Efetivamente, não será a partir do segundo mandato de Trump que Musk terá contratos com o governo dos EUA. Desde Joe Biden a SpaceX vem construindo uma rede de satélites espiões para as agências de inteligência e o Pentágono. Fora dos Estados Unidos, Musk começou a investir na extração de lítio argentino para abastecer a Tesla. Desde então, também se tornou amigo de Javier Milei e apoiou sua eleição, aparentemente em troca das concessões do lítio argentino. Em um programa de TV após ser eleito, Milei revelou que Musk estava “extremamente interessado no lítio” argentino, assegurando que mudaria a legislação do país para garantir “um marco jurídico que respeite os direitos de propriedade” do empresário e de outras companhias americanas. Pouco depois, Milei também anunciou a “desregulação dos serviços de internet por satélite para permitir a entrada de empresas como a Starlink”.
Esse certamente é um dos motivos da aproximação de Trump com Milei. Alguns anos atrás, Musk também revelou que havia apoiado o golpe de 2019 na Bolívia, que tem as maiores reservas mundiais de lítio. “Vamos dar golpe em quem quisermos”, publicou à época. Esse histórico, somado às tensões recentes com o presidente Lula e o STF brasileiro, ligam o sinal de alerta para a possibilidade iminente de o Brasil ser um dos próximos na fila dos golpes mencionados por Musk. Os bolsonaristas, seus fãs, estão loucos para voltar ao governo e substituir as montadoras chinesas que chegaram recentemente ao país pela Tesla, bem como garantir que a chinesa SpaceSail, que assinou contratos com a Telebrás, seja rifada da concorrência com a Starlink.
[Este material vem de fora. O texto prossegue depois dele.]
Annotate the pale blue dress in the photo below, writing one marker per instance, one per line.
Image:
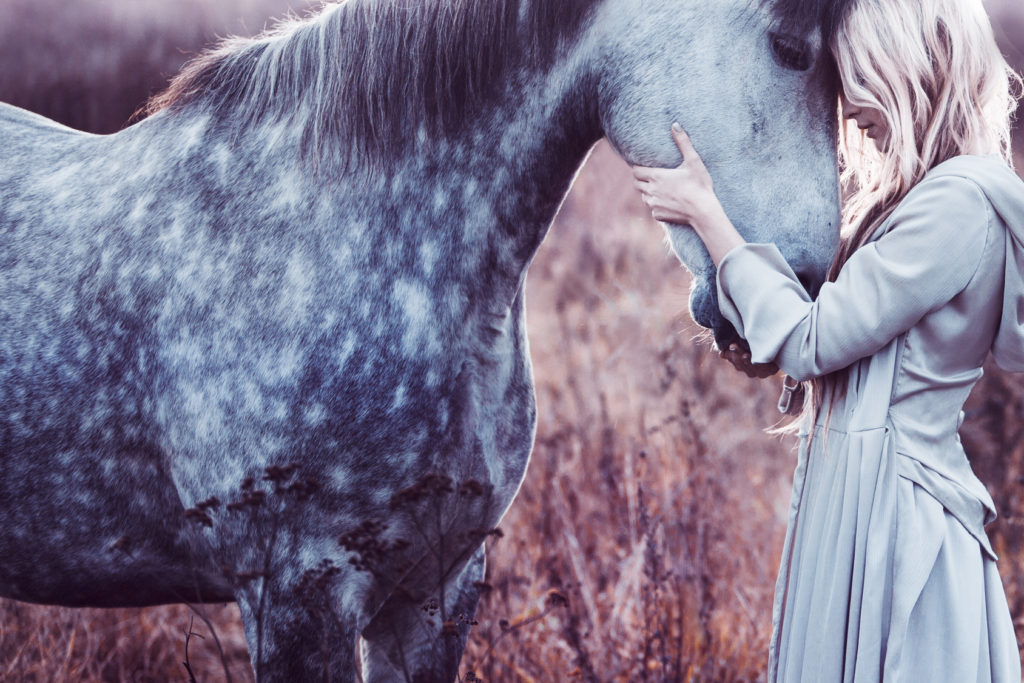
(887, 571)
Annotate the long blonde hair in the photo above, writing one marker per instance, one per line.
(934, 72)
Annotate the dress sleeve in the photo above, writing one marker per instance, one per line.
(930, 254)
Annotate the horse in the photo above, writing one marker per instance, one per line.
(267, 343)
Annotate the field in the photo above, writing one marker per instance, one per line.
(645, 540)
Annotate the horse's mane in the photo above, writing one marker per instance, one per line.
(361, 76)
(803, 16)
(372, 72)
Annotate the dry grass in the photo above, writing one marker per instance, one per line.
(654, 503)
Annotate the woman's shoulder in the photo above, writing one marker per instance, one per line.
(971, 175)
(951, 194)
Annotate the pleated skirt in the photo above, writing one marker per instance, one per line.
(880, 582)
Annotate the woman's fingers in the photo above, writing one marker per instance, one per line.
(685, 144)
(741, 360)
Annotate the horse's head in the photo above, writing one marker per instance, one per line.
(758, 98)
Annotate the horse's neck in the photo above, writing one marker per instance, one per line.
(506, 176)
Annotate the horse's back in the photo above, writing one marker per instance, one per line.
(15, 121)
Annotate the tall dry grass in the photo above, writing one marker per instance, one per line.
(644, 542)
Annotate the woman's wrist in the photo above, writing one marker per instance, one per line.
(718, 232)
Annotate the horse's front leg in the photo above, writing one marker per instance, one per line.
(301, 625)
(419, 640)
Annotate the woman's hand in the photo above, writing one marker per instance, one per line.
(740, 359)
(685, 196)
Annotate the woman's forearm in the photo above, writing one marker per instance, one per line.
(717, 231)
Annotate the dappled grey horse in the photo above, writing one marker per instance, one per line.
(267, 344)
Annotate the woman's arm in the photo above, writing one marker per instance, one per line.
(930, 253)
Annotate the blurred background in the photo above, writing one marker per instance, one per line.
(655, 502)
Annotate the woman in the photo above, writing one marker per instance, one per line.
(887, 571)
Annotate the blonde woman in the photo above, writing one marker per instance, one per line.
(887, 571)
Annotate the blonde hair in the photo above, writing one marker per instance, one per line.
(934, 72)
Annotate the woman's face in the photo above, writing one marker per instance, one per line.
(868, 120)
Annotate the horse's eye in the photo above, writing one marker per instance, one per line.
(791, 52)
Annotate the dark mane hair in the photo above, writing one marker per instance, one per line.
(804, 16)
(370, 71)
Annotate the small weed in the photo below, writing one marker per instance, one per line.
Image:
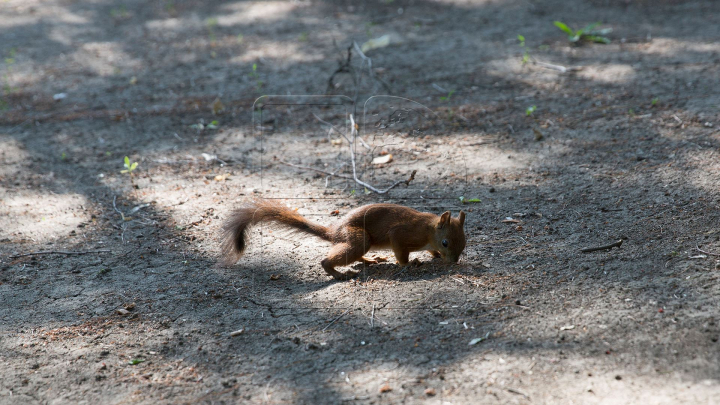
(588, 34)
(254, 75)
(368, 28)
(447, 98)
(129, 168)
(526, 54)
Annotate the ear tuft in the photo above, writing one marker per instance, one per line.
(444, 219)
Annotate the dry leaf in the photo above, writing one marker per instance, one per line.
(217, 106)
(382, 159)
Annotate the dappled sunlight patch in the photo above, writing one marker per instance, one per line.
(244, 13)
(105, 58)
(672, 47)
(610, 73)
(12, 156)
(283, 54)
(40, 216)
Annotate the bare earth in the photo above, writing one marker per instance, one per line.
(629, 151)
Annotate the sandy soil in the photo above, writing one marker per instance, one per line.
(628, 150)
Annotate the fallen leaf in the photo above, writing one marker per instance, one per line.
(375, 43)
(478, 340)
(382, 159)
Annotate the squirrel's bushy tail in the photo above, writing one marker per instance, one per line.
(236, 228)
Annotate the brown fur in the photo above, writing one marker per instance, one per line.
(399, 228)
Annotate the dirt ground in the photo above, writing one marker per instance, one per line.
(624, 148)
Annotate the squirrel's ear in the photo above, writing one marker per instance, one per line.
(444, 219)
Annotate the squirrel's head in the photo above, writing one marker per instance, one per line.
(450, 236)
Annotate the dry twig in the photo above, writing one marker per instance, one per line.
(61, 252)
(605, 247)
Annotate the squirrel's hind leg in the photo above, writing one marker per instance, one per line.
(343, 254)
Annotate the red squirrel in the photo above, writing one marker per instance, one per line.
(373, 226)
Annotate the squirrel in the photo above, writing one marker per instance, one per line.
(372, 226)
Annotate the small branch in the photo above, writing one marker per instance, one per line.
(707, 253)
(605, 247)
(61, 252)
(353, 131)
(342, 176)
(559, 68)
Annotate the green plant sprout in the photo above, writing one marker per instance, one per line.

A julgar pelas declarações frequentes que extrapolam em muito a área do corte de gastos, para a qual Musk foi designado por Trump, o dono do X tanto influencia como também expressa a opinião do próprio presidente e de setores de seu novo governo. Até países ricos, como Canadá, Alemanha e Reino Unido, têm sido alvo da cobiça de Musk, que apoia a anexação do primeiro e a ascensão da extrema-direita ao governo dos outros dois. Todos esses casos, tanto nas Américas quanto na Europa, escancaram uma política intervencionista agressiva – uma tendência de parte do novo governo Trump, dividido entre isolacionistas e “internacionalistas” conservadores. É lógico que essa agressividade não é motivada por nenhuma ideologia, mas sim pela necessidade de lucros de Musk e dos outros empresários do governo Trump.
Charles Wilson, grande acionista da General Motors nomeado secretário da Defesa de Eisenhower, declarou em sua sabatina no Senado, em 1953: “o que é bom para o país também é bom para a General Motors e vice-versa.” Nesse sentido, nada mudou nos últimos 70 anos. Apenas que a GM deu lugar à Tesla.
Eduardo Vasco é jornalista e colaborador do TODA PALAVRA. Foi correspondente de guerra na Ucrânia, cobrindo o conflito do lado russo.